Nesse contexto, o X não seria mero intermediador, mas coautor dos conteúdos, afirma o texto. O documento também cita decisão recente do Supremo Tribunal Federal (STF), que declarou a inconstitucionalidade parcial do artigo 19 por entender que ele não oferece proteção suficiente a direitos constitucionais relevantes.

No julgamento, o STF fixou que plataformas digitais têm dever especial de cuidado para evitar a circulação massiva de crimes graves, incluindo conteúdos que violem direitos das mulheres e promovam violência ou ódio em razão do gênero.

As instituições lembram ainda que a própria política interna do X proíbe a publicação de nudez não consensual e veda a manipulação e disseminação de imagens sexualizadas de terceiros no contexto do Grok.

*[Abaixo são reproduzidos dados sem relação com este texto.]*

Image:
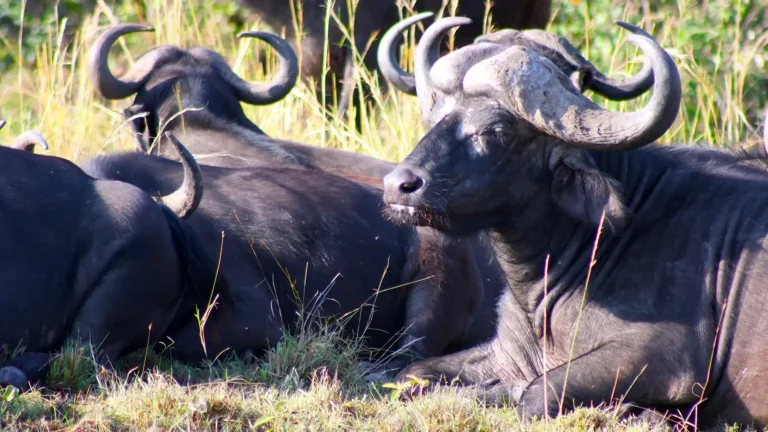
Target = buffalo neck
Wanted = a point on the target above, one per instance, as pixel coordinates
(537, 243)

Para os órgãos, a disponibilização da ferramenta sem filtros rigorosos torna essas diretrizes internas contraditórias e insustentáveis.

Por fim, ANPD, Senacon e MPF alertam que, caso as recomendações não sejam cumpridas ou se mostrem insuficientes para reduzir os riscos identificados, novas medidas poderão ser adotadas nas esferas administrativa e judicial, com o objetivo de garantir a proteção efetiva da população brasileira.